LOW – HEY WHAT : le son de(s) ténèbres

Le cas de LOW est décidément passionnant, et cet opus le prouve une fois encore. Dans la droite ligne du précédent album Double negative qui avait explosé les certitudes musicales du groupe, tout en magnifiant leur créativité hors norme, ce Hey What sorti à l’automne 2021 nous laisse abasourdis.

Un extrait de Double negative: https://youtu.be/1z1ETYnTB7Y

Comme les deux faces d’une même pièce, ces deux albums se répondent l’un l’autre, formant un tout. Le chaos tellurique et déstructuré du premier débouche sur un vaste océan, plus harmonieux et encore plus énigmatique que l’album précédent, malgré une architecture ultra maîtrisée. Voici un joyau sonore aux éclats cristallins, un objet précieux non identifié, d’une « sombre clarté » pour reprendre le célèbre oxymore. Un message codé, abîmé, parcellaire, aux lueurs cosmiques nous parvient dès les premières notes (on devrait dire les premières vibrations : non ce n’est pas votre appareil qui est défectueux !).

Les distorsions angoissantes de Double negative ont muté en scansions rythmiques, en césures poétiques musicales, en rythmes métronomiques inquiétants, en vagues d’outre-tombe. Les voix si évidentes et si claires se transforment en mélodies dénaturées et se donnent naissance infiniment, entre chaque morceau. De la voix naît le son et vice-versa, ils sont intimement liés.

Telle une archéologie lacunaire, on découvre des bribes d’un chaos enfoui, des sons perdus, transmis par on ne sait quel miracle spirituel à nos oreilles contemporaines.

Est-ce un chaos antique ou la mélancolie crépusculaire de notre époque qui seraient ici mis au jour ? Passagers de ce vaisseau errant en corsaire des confins, nous sommes conduits à travers un paysage sonore en perdition.

Néanmoins, tout ici est très cohérent : la transparence des voix et les brouillages glauques, les nuées bruyantes et bourdonnantes sont l’alphabet de ce vocabulaire très élaboré et sophistiqué.

L’écran brouillé et gris de la pochette, strié et constellé de scories inidentifiables dit bien ce qu’il en est de cet univers vibratoire : un message mystérieux transmis du fond d’une galaxie, celui des restes d’une civilisation qui a sombré, dont les ondes distordues viennent hanter notre présent, fantômes nous alertant sur leur disparition.

Lancée tel une bouteille à la mer, cette luciole musicale (car c’est -paradoxalement- un album lumineux, harmonieux, mélodieux, délicat, subtil, profond malgré sa noirceur) cet ovni poétique nous trouve alors médusés et éblouis de pouvoir recueillir ces bribes d’humanité.

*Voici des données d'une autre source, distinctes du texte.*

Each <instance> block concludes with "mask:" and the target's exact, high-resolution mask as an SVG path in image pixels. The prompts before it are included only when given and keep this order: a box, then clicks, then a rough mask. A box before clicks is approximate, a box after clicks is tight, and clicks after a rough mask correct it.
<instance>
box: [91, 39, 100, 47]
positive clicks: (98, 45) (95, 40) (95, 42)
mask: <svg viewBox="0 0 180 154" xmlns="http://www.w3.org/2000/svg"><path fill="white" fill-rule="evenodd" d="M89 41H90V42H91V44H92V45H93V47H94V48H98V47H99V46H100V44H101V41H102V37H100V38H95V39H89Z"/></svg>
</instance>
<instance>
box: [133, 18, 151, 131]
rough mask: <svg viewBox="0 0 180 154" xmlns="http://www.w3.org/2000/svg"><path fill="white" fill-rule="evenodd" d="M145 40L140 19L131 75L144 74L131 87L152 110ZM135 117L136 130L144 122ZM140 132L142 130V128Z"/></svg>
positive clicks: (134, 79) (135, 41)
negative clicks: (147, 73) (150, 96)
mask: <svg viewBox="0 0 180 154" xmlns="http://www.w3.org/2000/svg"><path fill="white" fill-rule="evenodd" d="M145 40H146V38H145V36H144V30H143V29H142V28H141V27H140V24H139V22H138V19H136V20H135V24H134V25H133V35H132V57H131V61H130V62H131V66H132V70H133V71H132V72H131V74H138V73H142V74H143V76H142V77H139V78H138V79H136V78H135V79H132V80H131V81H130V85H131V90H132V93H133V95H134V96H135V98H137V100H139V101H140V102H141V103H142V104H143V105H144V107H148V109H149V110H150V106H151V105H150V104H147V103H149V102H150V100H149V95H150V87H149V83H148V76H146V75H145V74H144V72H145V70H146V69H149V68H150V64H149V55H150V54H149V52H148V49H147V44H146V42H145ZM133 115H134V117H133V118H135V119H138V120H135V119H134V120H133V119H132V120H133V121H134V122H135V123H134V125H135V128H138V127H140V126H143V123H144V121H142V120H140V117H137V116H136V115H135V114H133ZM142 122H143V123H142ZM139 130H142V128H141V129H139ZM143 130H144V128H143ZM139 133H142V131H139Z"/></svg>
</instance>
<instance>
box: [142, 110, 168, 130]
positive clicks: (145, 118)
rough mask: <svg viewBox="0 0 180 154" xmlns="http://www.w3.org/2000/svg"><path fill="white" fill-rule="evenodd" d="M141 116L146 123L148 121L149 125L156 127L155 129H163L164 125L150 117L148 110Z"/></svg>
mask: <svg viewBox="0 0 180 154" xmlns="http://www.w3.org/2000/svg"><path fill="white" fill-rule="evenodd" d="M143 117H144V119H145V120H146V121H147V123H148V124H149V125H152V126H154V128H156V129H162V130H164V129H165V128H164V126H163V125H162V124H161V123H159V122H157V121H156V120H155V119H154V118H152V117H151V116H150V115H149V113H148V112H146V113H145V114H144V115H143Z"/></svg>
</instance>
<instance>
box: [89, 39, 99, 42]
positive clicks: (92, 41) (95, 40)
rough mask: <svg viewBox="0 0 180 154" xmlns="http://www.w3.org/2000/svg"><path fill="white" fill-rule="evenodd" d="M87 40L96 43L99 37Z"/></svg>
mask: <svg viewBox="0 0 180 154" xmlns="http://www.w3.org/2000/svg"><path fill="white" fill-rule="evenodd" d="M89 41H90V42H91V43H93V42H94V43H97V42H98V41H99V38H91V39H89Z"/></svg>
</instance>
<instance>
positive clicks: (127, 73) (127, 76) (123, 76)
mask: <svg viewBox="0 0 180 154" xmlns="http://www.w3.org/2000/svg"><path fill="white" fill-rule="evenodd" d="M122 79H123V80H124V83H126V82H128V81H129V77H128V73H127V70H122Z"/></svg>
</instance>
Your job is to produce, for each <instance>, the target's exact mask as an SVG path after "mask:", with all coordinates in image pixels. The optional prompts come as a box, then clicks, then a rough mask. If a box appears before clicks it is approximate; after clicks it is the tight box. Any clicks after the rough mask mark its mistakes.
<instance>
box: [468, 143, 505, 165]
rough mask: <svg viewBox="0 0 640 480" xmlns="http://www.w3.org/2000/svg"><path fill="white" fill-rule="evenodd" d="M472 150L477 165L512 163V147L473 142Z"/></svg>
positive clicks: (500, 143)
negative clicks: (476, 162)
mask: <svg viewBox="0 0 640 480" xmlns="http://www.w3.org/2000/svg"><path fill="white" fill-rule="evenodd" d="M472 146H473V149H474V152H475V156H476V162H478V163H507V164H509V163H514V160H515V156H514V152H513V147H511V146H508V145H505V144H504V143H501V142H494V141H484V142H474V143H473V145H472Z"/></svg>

Le groupe expérimente ici avec une grande intelligence des sons heurtés, des ritournelles enfantines altérées, des jeux de crooners surannés, de la pop, des duos harmonieux, de la guitare en pleine saturation, des échos venus d’on ne sait où…

Souvenirs d’un monde déjà traumatisé et qui se cherche un salut.

On peut louer la cohérence et l’homogénéité de cet objet discographique (c’est réellement un album concept sonore), tel un bloc de marbre dont la finesse et la clarté modèle l’ensemble des 10 plages musicales.

On y trouvera des épopées spirituelles voire mystiques (The price you pay), des ritournelles distordues (More– un clip formidable !), des expérimentations primitives (White horses).

Véritable « Leçon de ténèbres », Hey what parvient à un degré de finesse rare. Dessinant un objet monolithique et primitif LOW affirme ici une intelligence plastique sonore qui se clôt en une apothéose sidérale qu’on vous incite à écouter.

Pour moi, définitivement L’ALBUM de 2021.

Cette errance poétique nous fait aussi réécouter avec plaisir un album récent de Nick Cave, Ghosteen, album des confins en hommage aux esprits disparus et aux fantômes.